Dashan 3.0: China's favorite foreigner nurtures stand-up comedy revolution
So in 2014, Rowswell began one of the strangest apprenticeships in the history of stand-up by performing guerrilla shows at universities across China. "I didn't tell them I was doing stand-up comedy, I just told them I was doing a 'humorous lecture,'" he says.
This unconventional approach had certain advantages, allowing him to build up his act by mixing in 20 minutes of jokes with 40 minutes of anecdotes about cultural differences between the West and China. But because of his fame, rather than testing his material on tiny audiences like most comics, he was often trying out stuff on thousands of students at a time.
These gigs were also unpredictable to say the least. As Rowswell told the excellent Stuck in the Middle podcast, he turned up to one lecture at Huazhong Agricultural University in Hubei province to find himself addressing 6,000 freshmen in the middle of their military training, dressed in full army uniforms.
Nevertheless, the university appearances provided him with useful experience, and soon Rowswell was spending almost the entirety of his lectures performing stand-up. "But once I got to that stage, it started to become a problem because the schools began to clue in to what I was doing," he laughs.
Since his fleeting career as a college lecturer came to an end, Rowswell has returned to the more welcoming environs of Beijing and Shanghai's comedy clubs.

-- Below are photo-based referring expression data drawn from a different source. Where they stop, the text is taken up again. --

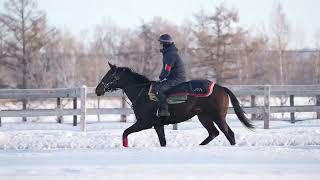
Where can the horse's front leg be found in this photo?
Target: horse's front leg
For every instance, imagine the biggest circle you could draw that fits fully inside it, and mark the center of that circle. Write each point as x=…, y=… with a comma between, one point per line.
x=161, y=135
x=136, y=127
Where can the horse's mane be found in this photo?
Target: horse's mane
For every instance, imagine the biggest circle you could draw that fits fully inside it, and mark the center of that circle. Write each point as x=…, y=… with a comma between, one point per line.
x=136, y=76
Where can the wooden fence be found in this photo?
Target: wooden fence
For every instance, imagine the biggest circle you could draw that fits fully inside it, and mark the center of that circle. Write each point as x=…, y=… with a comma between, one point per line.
x=83, y=93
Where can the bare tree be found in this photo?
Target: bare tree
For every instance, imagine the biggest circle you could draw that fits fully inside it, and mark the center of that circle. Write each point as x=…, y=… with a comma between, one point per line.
x=317, y=61
x=216, y=35
x=281, y=30
x=26, y=33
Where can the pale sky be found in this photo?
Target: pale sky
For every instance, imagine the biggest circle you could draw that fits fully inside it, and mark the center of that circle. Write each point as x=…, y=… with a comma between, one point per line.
x=78, y=15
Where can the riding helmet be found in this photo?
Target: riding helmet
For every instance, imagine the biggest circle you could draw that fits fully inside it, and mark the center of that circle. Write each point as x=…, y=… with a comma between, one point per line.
x=165, y=39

But he knows that if stand-up is to truly break through in China, comedians need to go beyond their niche audiences in the first-tier cities.
"[KungfuKomedy] is like the beachhead, and from here we can take it out to other places in China," he says. "I come out here and it's great, I'm talking to the cool, hip Shanghai cosmopolitan students and post-80s [people born in the 1980s]. But can I go out and talk to the aunties? Can I go out and do a show in Henan?"

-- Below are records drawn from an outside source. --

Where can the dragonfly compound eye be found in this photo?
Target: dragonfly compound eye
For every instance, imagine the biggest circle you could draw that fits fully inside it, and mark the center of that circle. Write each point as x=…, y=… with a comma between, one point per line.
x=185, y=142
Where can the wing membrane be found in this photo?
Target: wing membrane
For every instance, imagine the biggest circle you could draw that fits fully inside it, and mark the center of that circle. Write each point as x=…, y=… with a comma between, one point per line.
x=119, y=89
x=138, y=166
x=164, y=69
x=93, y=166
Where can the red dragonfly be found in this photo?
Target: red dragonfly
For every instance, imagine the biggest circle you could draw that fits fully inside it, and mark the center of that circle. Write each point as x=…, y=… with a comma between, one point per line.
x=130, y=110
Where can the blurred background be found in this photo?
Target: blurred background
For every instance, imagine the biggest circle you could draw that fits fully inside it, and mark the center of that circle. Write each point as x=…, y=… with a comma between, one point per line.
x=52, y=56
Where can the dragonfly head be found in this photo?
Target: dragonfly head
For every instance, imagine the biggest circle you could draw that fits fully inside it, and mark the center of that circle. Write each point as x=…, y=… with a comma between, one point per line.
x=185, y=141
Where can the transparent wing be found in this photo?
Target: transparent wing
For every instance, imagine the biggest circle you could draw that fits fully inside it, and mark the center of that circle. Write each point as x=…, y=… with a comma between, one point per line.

Rowswell has already made several raids into the interior, playing everything from agrochemicals companies in Heilongjiang province to casinos in Macao Special Administrative Region.
Most of these gigs have gone well, he says, though he admits that in a country of 1.4 billion people with huge disparities in income, culture and even language, adapting his act for different audiences can be a big challenge.

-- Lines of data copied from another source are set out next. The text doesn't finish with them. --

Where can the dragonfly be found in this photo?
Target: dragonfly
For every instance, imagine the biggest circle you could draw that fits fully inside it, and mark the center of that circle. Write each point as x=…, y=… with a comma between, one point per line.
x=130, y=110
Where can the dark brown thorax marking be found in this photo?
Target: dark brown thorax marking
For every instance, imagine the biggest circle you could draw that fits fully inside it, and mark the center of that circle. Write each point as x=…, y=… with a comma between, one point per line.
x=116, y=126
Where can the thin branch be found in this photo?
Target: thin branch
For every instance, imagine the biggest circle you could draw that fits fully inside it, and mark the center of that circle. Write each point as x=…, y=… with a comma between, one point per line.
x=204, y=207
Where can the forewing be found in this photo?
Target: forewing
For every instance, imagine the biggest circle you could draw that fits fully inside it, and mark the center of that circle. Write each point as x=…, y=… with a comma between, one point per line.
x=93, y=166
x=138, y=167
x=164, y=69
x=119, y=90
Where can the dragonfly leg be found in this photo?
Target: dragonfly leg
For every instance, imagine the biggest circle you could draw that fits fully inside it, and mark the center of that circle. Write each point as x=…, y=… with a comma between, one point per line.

"The less urbane audiences expect linguistic acrobatics," he explains. "So for those audiences I'll get out the kuaiban [bamboo castanets used by xiangsheng performers]. You can't bring in the farmers from Shanxi and do the same show for them [as you would in Shanghai]."
Rowswell is also using his fame to help up-and-coming Chinese comics get experience playing larger venues around the country. For performers without his breadth of experience, however, the gulf in audience expectations in different parts of China can be overwhelming.
On one occasion, he took a promising comedian with him to do a show in Harbin, Heilongjiang province, and the gig turned into a disaster. "His confidence was totally destroyed," he winces. "He went up and instead of doing stand-up, he decided just to sing a song for people, because he thought, 'they're not going to understand my stand-up.'"
But Rowswell remains confident that stand-up comedy's time in China is coming. "It's new for me and it's new for audiences," he says. "You have to get there gradually."
"That's why Melbourne is a big breakthrough opportunity," he adds. "This is the first time [Chinese stand-up is] going to a major, world-class festival, and I think that will have an impact back here because there's definitely a market for it."
Rowswell describes Dashan Live as "the story of me and China". If he achieves everything he hopes to accomplish this year, this new chapter could be the most exciting yet.